Theoretical Proof that Auto-regressive Language Models Collapse when Real-world Data is a Finite Set
Lecheng Wang, Xianjie Shi, Ge Li, Jia Li, Xuanming Zhang, Yihong Dong, Wenpin Jiao, Hong Mei
TL;DR
This work addresses the risk that auto-regressive LMs collapse when trained on recursively generated data drawn from a finite real-world corpus. It provides a formal theoretical proof under two data paradigms—Replace and Accumulate-Subsample—that the LM output distribution $\hat{p}_n(v_i|\boldsymbol{x})$ converges to a function built from accumulated per-generation errors, rather than the original data distribution, as $n$ grows; this proves collapse regardless of the synthetic-data rate.
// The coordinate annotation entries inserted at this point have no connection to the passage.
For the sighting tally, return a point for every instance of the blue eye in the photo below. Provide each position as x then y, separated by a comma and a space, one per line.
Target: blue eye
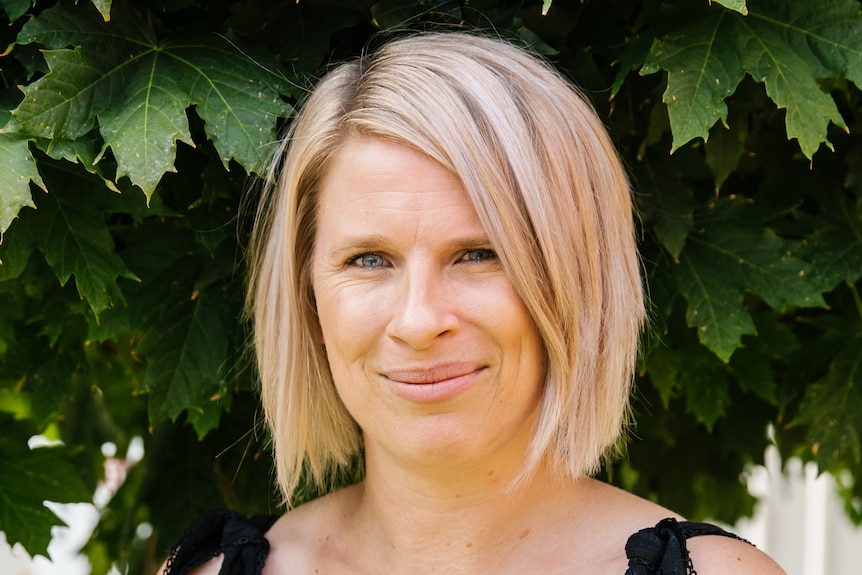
368, 261
479, 255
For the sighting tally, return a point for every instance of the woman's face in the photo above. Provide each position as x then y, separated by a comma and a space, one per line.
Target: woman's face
431, 349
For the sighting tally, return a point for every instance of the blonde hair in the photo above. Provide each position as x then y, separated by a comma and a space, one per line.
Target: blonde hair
547, 184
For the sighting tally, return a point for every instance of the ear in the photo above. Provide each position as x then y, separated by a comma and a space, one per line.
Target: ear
317, 333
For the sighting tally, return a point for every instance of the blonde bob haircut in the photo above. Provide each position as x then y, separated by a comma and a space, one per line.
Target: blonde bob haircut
547, 185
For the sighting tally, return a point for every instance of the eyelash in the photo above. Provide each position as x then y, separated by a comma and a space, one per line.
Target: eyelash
357, 260
487, 254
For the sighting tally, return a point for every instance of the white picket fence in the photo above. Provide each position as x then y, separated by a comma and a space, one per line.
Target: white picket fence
800, 521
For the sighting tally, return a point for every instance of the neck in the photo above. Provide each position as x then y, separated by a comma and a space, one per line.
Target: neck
474, 521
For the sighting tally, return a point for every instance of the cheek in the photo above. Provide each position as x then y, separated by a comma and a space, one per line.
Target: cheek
351, 322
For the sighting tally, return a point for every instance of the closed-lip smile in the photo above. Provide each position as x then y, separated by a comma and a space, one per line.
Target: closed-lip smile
434, 383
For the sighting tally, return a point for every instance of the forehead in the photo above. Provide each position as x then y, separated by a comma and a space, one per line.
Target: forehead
371, 173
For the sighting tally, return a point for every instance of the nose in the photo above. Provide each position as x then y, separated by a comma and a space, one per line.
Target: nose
422, 309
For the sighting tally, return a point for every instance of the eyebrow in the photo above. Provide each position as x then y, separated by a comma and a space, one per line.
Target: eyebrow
379, 242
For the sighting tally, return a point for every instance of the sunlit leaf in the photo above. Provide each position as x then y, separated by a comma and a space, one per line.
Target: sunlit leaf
785, 45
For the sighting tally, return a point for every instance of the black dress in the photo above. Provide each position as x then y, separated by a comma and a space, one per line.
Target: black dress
659, 550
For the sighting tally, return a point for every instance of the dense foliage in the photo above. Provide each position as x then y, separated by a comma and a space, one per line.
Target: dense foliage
128, 134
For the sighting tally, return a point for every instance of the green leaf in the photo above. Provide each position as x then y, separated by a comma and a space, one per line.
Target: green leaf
834, 246
738, 5
832, 408
724, 148
145, 126
104, 8
186, 358
75, 239
732, 255
785, 45
665, 202
236, 97
703, 69
140, 90
17, 170
27, 478
15, 8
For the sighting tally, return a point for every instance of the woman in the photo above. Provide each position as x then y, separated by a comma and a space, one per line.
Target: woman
445, 281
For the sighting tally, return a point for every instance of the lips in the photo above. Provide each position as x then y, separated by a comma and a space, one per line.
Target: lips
433, 384
434, 374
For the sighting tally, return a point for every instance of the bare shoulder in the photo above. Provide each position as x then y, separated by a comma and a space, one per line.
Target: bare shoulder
309, 536
712, 555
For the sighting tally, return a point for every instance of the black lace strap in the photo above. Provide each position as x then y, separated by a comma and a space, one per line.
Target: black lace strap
238, 539
661, 550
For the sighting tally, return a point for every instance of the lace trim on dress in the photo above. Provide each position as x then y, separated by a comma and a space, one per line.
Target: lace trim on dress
662, 550
239, 540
The contributions include precise definitions, a Main Theorem with closed-form expressions for $\hat{p}_n(v_i|\boldsymbol{x})$ under both paradigms, and empirical evidence using TinyStories with GPT-Neo models demonstrating growing divergence (perplexity) from the initial corpus. The findings imply that avoiding collapse hinges on improving synthetic data quality and filtering, rather than merely limiting synthetic data, with practical implications for data curation and sustainable LM training.
Abstract
Auto-regressive language models (LMs) have been widely used to generate data in data-scarce domains to train new LMs, compensating for the scarcity of real-world data. Previous work experimentally found that LMs collapse when trained on recursively generated data. This paper presents a theoretical proof: once a corpus (such as a subset of the World Wide Web) begins to incorporate generated data and no new real-world data is added to the corpus, then no matter how small the amount of data each LM generates and contributes to the corpus, LM collapse is inevitable after sufficient time. This finding suggests that attempts to mitigate collapse by limiting the quantity of synthetic data in the corpus are fundamentally insufficient. Instead, avoiding collapse hinges on ensuring the quality of synthetic data.